I'm torn between AnonymousPro at 11pt and DejaVu at 10pt with this theme.

In VS 2008 AnonmousPro is my preference, but VS 2010 renders text differently. I'm finding that I am leaning more towards DejaVu in VS 2010. Another area that required some customization was the output and find windows. HumaneStudio's default settings uses a custom font called Palm OS. This is a terrible font! The color scheme for these windows is also a green-on-green "lime explosion" type thing. I like the stark contrast of these windows compared to the warm tones of the main editor window, but I had to change the background to black to make the output and find text comfortably readable at such extremely small sizes. For the font in these windows I stuck with AnonymousPro at 8pt.

Overall, HumaneStudio is probably the best theme I've ever used in a code editor. It was very easy to get used to, and it holds up amazingly well during long coding sessions without causing me any eye fatigue. This theme also has a lot more flexibility for customizations than most black based themes.

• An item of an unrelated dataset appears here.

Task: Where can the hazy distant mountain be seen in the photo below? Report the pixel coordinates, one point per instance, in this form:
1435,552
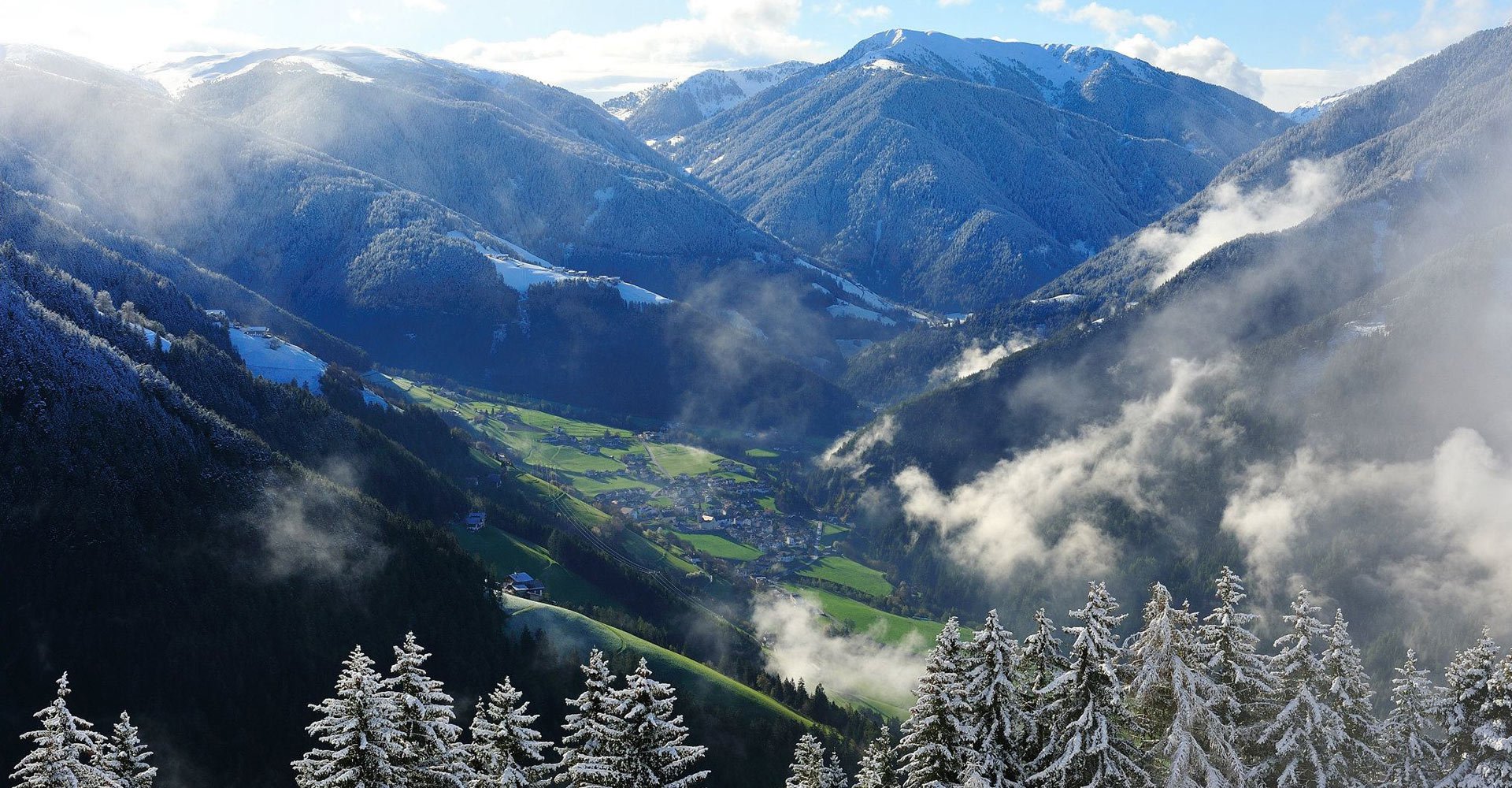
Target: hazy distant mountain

On VS 2010, the warm earth-tones in the editor window tends to contrast poorly with the default VS 2010 scheme for menus, borders, and the other non-text editor features. By default, these are based on a stark blue color theme, and these settings cannot be changed directly in the options menu. Fortunately there is an extension for VS 2010 that allows you to customize these non-editor colors. The extension's built-in "autumn" scheme seems to fits in with the Humane Studio editor theme perfectly.

I've put my own variants of the Humane Studio theme if you want to try them out yourself:



You'll want to get the AnonymousPro and DejaVu fonts and install them before you load the themes.